Cuento de olivo
La hora de la siesta, es sagrada. La primera vez que la abuela fue de visita, se sorprendió de que interrumpieran tantas horas el trabajo. Su hijo le explicó que era imposible estar a pleno rayo de sol, por más protector solar, sombrero o camisa de manga larga que se usara. Sin embargo, la abuela no le hizo caso y, mientras todos descansaban dentro de las casas frescas, construidas de adobe, decidió ponerse el sombrero, tomar una botellita de agua de la nevera y salir a dar una vuelta. Voy hasta donde están los animales, pasando la huerta, son sólo doscientos metros, pensó.

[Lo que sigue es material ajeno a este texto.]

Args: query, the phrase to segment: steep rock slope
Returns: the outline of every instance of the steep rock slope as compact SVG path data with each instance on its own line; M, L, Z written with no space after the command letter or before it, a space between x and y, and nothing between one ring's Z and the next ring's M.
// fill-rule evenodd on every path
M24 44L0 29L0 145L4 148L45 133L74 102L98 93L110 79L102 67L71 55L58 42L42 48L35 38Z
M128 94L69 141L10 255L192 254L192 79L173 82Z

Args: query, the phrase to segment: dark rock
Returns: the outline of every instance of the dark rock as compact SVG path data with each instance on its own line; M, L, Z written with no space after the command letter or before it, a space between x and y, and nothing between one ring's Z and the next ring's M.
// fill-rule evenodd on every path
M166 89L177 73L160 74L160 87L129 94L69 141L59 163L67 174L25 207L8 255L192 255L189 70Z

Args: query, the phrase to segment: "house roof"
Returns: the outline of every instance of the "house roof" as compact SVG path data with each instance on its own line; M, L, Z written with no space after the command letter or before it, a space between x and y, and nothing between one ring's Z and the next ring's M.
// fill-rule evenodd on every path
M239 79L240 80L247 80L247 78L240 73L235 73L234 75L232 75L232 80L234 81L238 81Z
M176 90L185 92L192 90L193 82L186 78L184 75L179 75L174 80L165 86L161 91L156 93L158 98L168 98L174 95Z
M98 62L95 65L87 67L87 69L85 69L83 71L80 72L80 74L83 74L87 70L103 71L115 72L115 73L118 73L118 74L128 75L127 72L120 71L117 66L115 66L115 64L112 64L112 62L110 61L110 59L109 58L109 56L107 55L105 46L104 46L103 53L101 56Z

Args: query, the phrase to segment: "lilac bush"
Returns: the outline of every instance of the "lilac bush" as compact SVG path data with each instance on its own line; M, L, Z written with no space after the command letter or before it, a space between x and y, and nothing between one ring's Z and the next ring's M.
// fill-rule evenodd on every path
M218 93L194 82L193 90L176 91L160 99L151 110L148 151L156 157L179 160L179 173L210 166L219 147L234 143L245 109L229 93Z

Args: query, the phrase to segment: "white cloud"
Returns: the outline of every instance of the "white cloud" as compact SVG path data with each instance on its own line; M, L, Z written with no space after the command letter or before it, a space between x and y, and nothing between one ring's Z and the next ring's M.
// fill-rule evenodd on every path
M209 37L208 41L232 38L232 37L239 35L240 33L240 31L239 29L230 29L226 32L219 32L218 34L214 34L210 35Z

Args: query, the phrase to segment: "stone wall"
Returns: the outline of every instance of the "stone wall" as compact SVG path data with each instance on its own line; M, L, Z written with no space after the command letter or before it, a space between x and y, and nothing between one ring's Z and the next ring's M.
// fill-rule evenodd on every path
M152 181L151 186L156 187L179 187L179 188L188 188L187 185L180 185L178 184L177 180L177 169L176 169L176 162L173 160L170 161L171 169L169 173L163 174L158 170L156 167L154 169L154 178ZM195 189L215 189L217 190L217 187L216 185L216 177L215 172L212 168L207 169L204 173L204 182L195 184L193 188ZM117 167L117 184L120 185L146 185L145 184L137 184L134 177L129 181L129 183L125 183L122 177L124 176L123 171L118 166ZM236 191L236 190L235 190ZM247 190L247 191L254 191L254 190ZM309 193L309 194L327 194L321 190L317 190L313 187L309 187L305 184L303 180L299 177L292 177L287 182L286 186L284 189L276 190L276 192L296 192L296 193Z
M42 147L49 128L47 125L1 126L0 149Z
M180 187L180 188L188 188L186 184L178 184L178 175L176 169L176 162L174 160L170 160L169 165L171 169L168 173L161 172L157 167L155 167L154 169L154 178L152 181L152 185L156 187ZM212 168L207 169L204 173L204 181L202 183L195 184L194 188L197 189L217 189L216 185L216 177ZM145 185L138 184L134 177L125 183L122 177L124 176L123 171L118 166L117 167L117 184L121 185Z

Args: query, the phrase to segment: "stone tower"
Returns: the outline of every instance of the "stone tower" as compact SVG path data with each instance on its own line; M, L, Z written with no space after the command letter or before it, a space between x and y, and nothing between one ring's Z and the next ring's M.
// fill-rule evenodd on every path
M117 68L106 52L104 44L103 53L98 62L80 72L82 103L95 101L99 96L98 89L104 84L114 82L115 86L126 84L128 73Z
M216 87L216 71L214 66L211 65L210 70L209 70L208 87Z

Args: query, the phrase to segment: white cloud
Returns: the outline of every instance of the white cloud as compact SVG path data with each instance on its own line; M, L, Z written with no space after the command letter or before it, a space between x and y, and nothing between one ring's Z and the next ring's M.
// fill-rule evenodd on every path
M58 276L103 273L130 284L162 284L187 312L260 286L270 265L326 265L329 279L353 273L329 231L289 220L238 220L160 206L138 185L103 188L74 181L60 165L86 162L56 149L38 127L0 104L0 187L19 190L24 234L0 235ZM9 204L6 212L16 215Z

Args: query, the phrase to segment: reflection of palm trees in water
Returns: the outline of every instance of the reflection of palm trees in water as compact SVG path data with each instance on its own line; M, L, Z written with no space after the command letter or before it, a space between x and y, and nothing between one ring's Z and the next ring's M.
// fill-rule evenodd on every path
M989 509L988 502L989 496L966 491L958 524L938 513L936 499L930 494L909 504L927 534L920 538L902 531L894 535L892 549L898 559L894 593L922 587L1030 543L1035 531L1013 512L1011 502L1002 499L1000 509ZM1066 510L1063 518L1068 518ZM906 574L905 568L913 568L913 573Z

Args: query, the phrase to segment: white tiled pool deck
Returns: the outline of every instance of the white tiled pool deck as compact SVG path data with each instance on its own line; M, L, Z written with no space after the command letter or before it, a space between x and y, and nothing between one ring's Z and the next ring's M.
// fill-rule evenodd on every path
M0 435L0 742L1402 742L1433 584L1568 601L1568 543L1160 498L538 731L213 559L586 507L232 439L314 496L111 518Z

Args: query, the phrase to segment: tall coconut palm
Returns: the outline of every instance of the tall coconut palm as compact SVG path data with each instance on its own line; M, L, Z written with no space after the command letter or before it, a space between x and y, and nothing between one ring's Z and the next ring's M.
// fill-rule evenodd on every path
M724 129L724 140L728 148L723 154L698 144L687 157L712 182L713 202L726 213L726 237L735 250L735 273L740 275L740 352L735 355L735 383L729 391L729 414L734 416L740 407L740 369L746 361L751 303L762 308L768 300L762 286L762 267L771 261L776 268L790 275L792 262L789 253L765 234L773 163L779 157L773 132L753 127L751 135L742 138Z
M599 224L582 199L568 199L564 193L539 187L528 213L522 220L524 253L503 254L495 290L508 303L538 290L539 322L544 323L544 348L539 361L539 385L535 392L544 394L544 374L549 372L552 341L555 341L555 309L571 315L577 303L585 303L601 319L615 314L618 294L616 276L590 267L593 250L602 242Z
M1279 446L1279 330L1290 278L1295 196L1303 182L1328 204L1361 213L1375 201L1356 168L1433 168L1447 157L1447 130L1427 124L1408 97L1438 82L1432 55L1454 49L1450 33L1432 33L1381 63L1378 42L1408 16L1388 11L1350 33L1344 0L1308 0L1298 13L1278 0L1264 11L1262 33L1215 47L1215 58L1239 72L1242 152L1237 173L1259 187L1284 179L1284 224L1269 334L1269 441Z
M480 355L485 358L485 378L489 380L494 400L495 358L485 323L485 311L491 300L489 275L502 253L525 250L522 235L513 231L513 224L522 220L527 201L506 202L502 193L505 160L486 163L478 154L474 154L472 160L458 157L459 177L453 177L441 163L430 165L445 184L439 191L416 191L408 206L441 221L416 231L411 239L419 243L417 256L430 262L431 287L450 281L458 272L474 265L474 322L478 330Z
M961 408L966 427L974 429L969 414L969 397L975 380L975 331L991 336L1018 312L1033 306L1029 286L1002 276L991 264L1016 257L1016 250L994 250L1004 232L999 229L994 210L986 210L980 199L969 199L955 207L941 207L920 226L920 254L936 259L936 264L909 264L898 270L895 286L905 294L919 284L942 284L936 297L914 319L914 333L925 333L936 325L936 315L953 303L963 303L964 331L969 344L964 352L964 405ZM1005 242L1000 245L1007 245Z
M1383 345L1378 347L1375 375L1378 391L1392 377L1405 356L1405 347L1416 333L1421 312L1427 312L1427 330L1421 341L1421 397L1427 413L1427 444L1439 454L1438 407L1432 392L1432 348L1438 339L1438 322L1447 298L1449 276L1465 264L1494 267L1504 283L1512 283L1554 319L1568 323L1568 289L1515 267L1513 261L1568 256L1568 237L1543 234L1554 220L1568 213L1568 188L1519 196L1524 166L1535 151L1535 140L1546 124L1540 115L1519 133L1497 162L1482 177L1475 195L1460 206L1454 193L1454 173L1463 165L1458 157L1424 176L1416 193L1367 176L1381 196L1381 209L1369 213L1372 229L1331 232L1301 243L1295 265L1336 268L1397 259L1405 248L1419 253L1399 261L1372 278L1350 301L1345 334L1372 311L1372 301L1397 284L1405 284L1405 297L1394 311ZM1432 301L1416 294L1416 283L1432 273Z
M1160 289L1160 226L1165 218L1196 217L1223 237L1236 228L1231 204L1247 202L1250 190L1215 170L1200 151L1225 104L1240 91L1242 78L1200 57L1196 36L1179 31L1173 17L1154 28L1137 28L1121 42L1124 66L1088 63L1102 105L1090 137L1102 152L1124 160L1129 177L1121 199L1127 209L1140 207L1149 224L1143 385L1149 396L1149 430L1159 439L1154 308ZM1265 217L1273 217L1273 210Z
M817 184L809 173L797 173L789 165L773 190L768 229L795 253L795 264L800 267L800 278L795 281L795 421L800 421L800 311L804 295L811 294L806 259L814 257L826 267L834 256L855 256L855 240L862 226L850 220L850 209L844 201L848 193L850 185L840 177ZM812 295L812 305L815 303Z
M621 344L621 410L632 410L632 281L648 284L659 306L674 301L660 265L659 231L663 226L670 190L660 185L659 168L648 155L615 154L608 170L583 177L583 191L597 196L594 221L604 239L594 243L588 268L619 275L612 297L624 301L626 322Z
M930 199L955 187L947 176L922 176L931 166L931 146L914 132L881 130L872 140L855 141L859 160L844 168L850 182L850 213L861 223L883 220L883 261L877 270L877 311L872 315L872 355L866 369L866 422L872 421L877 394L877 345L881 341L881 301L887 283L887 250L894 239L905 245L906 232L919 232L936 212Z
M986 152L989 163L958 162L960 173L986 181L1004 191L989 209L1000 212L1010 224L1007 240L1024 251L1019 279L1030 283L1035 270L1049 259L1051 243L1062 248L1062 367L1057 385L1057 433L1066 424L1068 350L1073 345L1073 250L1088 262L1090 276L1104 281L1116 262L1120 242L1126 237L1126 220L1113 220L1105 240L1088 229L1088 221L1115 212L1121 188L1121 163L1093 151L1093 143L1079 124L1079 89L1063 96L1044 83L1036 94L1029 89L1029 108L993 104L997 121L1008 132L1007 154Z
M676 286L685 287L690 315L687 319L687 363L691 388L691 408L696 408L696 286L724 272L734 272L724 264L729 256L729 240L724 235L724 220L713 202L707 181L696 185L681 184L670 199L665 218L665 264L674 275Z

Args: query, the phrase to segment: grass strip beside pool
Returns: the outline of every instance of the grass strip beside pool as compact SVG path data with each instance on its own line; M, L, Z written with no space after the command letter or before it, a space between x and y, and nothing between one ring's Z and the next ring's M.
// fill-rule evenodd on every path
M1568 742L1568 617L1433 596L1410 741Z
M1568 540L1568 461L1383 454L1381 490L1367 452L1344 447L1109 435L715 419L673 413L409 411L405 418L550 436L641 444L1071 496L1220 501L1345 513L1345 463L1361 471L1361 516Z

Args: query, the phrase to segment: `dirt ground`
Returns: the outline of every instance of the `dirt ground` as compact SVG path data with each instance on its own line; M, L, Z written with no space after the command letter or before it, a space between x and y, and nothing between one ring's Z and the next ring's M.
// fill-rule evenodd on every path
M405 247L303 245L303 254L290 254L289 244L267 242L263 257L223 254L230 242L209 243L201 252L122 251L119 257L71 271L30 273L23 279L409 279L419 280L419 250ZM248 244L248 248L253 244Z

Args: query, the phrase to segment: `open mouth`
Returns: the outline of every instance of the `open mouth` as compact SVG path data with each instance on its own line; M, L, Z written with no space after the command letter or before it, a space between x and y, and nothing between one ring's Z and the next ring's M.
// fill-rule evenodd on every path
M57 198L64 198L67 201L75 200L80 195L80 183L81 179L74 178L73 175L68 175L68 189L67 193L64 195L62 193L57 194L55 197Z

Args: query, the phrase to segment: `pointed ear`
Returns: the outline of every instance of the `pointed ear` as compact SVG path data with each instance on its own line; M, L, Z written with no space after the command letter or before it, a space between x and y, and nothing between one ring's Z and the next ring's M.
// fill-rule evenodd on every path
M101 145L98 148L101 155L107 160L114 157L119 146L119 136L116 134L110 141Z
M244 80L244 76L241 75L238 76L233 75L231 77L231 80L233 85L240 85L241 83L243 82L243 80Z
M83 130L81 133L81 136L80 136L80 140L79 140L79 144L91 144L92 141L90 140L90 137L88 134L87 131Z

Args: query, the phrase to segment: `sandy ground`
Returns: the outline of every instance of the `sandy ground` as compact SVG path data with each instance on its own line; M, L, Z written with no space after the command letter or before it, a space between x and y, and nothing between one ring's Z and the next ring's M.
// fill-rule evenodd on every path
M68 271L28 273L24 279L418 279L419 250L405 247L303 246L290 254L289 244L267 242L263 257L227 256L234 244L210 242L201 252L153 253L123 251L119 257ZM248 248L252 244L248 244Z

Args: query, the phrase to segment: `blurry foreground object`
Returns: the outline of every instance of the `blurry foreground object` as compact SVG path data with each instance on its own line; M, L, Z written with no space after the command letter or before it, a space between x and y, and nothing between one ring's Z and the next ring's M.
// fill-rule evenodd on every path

Fueron los doscientos metros más largos de su vida. Ni bien pasó debajo de la última higuera, los rayos del sol se clavaron en su piel, a través de la ropa. Se mojó la cabeza con el agua y así llegó. Envidió la sombra de las charcas donde se apretaban los animales, inmóviles, para gastar la menor cantidad de energía posible. Ella era la única que se movía, ni el viento se atrevía a desafiar al sol, rey indiscutible a esa hora. Vio, unos pasos más adelante, un olivo. Calculó que las fuerzas le daban para recargar la botella con la manguera con la que le daban agua a los animales y así poder llegar hasta allí.